NVIDIA unveils enterprise-grade AI microservices for custom applications

Tue, 19th Mar 2024

FYI, this story is more than a year old

NVIDIA has released an array of enterprise-grade generative AI microservices designed for businesses to create and deploy custom applications on their platforms while retaining complete ownership and control of their intellectual property. Constructed on the NVIDIA CUDA platform, these cloud-native microservices include NVIDIA NIM microservices to optimise inference on over two dozen AI models from NVIDIA and its partner network.

Apart from NVIDIA NIM, the technology company offers a range of software development kits, libraries and tools as NVIDIA CUDA-X microservices for retrieval-augmented generation (RAG), guardrails, data processing and high-performance computing. NVIDIA also separately revealed more than two dozen healthcare centred NIM and CUDA-X microservices.

The selection of microservices becomes an additional layer to NVIDIA's full-stack computing platform.
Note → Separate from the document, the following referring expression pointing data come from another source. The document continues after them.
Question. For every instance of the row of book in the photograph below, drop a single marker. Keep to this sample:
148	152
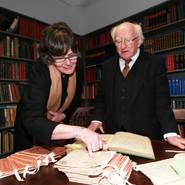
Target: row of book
175	61
39	28
10	92
94	74
13	47
99	40
164	42
177	86
26	27
176	104
95	58
10	70
6	141
7	116
78	38
92	90
5	22
165	16
181	128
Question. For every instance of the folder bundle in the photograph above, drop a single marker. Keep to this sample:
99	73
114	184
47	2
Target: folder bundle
29	161
106	167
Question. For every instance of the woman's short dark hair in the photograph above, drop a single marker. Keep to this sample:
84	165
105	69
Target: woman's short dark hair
57	39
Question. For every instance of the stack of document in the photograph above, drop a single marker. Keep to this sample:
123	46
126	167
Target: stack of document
106	167
29	161
165	172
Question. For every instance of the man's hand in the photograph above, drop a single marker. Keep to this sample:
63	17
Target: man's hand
57	117
177	141
95	125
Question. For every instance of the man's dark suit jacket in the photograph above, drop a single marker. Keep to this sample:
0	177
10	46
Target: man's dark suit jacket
150	112
30	118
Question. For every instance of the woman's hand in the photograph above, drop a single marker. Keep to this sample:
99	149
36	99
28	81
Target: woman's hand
57	117
93	140
95	125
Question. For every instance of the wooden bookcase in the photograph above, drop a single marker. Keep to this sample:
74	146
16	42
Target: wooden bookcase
156	30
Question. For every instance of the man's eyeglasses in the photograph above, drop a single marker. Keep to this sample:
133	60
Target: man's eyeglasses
63	59
126	41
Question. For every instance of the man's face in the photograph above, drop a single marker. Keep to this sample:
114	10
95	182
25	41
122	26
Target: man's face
127	41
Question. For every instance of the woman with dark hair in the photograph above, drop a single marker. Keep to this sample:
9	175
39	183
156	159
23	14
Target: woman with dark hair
54	89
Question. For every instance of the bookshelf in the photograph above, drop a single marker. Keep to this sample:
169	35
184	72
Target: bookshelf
155	35
158	23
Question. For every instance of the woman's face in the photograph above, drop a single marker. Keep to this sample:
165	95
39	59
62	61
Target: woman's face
66	64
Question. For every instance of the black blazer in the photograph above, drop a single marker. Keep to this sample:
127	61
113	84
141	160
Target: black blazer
149	112
30	118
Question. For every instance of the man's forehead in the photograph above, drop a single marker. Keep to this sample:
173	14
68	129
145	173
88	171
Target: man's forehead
127	30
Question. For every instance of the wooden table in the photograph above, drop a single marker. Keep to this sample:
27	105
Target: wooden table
51	176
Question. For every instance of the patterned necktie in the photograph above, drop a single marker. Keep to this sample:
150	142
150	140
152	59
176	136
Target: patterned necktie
126	68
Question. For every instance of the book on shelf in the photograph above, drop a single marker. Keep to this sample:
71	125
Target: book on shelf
166	41
14	25
7	116
78	38
94	58
8	90
39	28
99	40
177	86
26	27
5	22
167	15
11	70
176	104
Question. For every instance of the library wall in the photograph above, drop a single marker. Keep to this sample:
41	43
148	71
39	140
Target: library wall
99	14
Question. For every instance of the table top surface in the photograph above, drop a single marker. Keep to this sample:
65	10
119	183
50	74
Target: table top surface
48	175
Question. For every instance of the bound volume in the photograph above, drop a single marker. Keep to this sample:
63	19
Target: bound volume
131	144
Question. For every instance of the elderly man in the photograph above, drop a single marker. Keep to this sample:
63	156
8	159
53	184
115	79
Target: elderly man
134	93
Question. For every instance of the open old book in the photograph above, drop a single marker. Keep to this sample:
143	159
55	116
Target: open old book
125	142
129	143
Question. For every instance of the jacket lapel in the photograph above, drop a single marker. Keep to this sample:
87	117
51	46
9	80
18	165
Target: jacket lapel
142	65
113	67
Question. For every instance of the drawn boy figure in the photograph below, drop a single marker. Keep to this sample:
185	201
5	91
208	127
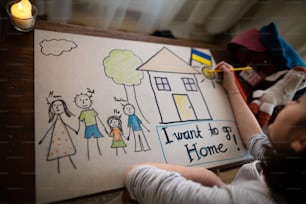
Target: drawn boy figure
89	115
134	123
61	144
115	125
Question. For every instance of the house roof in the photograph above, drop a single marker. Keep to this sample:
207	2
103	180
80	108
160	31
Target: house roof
167	61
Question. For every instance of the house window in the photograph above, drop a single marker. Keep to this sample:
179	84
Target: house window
162	84
189	84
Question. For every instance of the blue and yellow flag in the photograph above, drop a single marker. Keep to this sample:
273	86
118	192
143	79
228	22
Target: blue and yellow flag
201	57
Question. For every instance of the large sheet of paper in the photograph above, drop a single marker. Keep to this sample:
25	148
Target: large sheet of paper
102	104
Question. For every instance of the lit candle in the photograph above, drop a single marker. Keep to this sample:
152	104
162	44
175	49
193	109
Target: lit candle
22	15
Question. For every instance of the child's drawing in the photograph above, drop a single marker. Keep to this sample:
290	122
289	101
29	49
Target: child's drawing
116	132
175	88
136	125
89	115
61	144
56	47
121	66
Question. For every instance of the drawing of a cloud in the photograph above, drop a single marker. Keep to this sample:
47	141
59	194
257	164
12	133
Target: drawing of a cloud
56	47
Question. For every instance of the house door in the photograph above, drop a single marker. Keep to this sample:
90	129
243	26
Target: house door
184	107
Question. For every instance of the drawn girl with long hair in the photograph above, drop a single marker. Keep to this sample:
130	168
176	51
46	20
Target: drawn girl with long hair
115	125
61	144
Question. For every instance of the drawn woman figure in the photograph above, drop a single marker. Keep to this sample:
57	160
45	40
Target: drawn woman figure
61	144
89	115
135	124
115	125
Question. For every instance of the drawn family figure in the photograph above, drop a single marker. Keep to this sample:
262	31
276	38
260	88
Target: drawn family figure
136	125
116	132
61	144
89	116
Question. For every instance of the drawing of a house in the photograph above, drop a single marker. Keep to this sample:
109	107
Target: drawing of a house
175	87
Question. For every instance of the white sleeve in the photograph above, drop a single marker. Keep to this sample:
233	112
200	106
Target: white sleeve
148	184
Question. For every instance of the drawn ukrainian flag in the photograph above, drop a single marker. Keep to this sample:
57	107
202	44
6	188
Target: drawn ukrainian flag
201	57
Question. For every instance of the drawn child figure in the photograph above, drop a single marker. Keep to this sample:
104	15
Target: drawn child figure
134	123
115	125
89	115
61	144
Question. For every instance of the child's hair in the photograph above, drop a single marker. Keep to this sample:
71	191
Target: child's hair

This improved layer interfaces the AI ecosystem including model developers, platform providers, and enterprises with a standardised path to run custom AI models optimised for NVIDIA's CUDA installed base of hundreds of millions of GPUs across clouds, data centres, workstations and PCs.

Among the premier to utilise the latest NVIDIA generative AI microservices are leading application, data, and cybersecurity platform providers including Adobe, Cadence, CrowdStrike, Getty Images, SAP, ServiceNow and Shutterstock.

Jensen Huang, founder and CEO of NVIDIA, explained, "Established enterprise platforms are sitting on a goldmine of data that can be transformed into generative AI copilots". He further added that the AI microservices, built with partner ecosystem, are the crucial building blocks for businesses in every industry to transform into AI companies.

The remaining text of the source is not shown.